Almanya'da seçim öncesindeki propaganda dönemi ile Türkiye'yi kıyaslamak mümkün değil. Üçüncü dönem Almanya'yı yönetmeye talip olan Hıristiyan Demokrat Birlik Genel Başkanı ve Başbakan Angela Merkel ile Sosyal Demokrat Parti'nin Başbakan Adayı Peer Steinbrück meydan meydan dolaşma yerine kozlarını 4 kanal tarafından canlı yayımlanan televizyon programında paylaştı.
Birbirlerine son derece saygılı, suçlamadan uzak, projelerini anlatarak destek istedi.
Gerçi Steinbrück, bir kere ağzından Merkel için "O kadın" ifadesini kaçırdı.
Bir röportajında ise dünyanın her yerinde "küfür" anlamını taşıyan "parmak" işaretini yaptı.
Bu iki hareketin faturasını ise "kararsızları"
Merkel ve diğer partilere kaptırarak ödedi. Seçim sonrası da "sorumluluğu" üstlenip, partideki bütün görevlerinden istifa etti.
22 Eylül'de seçmen, oyları ile mesajını sandıkta çok net verdi.
Sağ ve sola, "Ülkeyi birlikte yönetin" mesajıydı bu.
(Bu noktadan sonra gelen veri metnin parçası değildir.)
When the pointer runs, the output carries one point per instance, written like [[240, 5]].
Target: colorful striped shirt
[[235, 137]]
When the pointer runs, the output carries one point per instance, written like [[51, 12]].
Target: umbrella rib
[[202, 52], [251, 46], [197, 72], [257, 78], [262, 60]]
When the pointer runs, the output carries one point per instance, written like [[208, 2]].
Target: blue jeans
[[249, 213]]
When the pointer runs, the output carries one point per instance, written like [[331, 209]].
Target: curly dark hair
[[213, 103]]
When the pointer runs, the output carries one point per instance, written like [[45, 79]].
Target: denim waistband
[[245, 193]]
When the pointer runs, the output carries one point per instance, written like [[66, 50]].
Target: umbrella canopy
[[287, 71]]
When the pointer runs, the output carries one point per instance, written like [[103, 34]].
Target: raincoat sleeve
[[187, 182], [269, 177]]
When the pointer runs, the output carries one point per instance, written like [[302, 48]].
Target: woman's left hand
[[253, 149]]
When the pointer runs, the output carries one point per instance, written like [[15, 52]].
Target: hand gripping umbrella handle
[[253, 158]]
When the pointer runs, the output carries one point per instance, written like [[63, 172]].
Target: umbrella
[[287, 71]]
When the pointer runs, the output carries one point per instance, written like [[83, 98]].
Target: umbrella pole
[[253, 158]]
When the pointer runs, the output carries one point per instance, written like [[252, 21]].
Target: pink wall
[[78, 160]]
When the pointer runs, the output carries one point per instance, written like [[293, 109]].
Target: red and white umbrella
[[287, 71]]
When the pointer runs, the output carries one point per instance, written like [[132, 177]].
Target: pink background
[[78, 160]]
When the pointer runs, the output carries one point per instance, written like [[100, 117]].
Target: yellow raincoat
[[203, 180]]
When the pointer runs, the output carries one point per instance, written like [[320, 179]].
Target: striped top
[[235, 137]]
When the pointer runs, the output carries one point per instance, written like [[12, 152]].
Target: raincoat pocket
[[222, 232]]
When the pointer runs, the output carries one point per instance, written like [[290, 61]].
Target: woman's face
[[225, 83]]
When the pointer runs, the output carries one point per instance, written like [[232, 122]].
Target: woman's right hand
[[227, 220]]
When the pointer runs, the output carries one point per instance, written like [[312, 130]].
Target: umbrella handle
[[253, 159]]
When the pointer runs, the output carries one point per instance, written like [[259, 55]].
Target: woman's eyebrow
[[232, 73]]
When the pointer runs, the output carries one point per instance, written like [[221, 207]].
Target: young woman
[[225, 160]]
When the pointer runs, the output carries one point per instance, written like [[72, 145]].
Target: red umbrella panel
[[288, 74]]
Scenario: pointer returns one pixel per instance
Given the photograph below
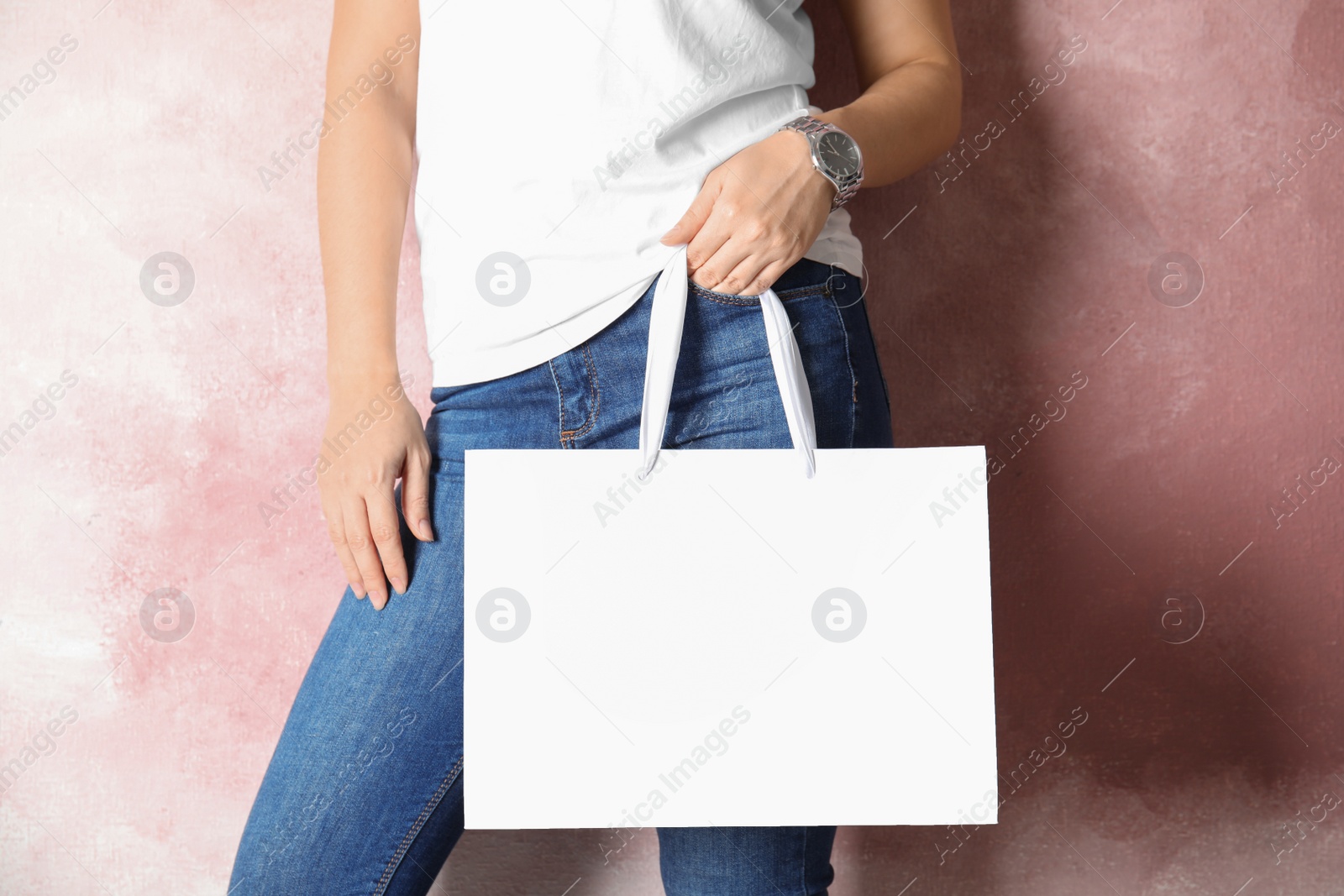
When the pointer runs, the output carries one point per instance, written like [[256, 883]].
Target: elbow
[[949, 123]]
Büyük koalisyon için görüşmeler nasıl sonuçlanır bilinmez ama değişmeyecek tek gerçek Hıristiyan Birlik Partileri'nin (CDUCSU) ülkeyi solla birlikte yöneteceği.
Bu ortak Sosyal Demokrat Parti de olur, Birlik 90/Yeşiller de.
Avusturya'da ise aşırı sağın giderek güçlenmesi ortamı gerse de, seçim dönemi Türkiye ile kıyaslanmayacak kadar yumuşak geçti.
***
Almanya ve Avusturya seçimlerini izlerken elbette aklımız Türkiye'deydi.
Önümüzdeki yıl mart ayında yapılacak mahalli idareler seçimleri belli ki, önceki yıllardan da sert geçecek.
Projeler değil, suçlamalar öne çıkacak.
İşte Eskişehir örneği.
Daha ne CHP'nin, ne AK Parti'nin ne de MHP'nin adayı kesinleşti.
Adaylar ortada yok ama karşılıklı suçlamalara her gün bir yenisi ekleniyor.
AK Parti milletvekilleri Salih Koca ve Ülker Can'ın hedefinde Büyükşehir Belediye Başkanı Yılmaz Büyükerşen, onun hedefinde ise Koca ve Can var.
Özellikle Koca, Büyükerşen'i iktidarın yatırımlarını engellemekle suçluyor. Yılan hikâyesine dönen İstasyon Köprüsü'nün yıkım çalışmalarının neden olduğu trafik kaosundan sadece Büyükerşen'i sorumlu tutuyor.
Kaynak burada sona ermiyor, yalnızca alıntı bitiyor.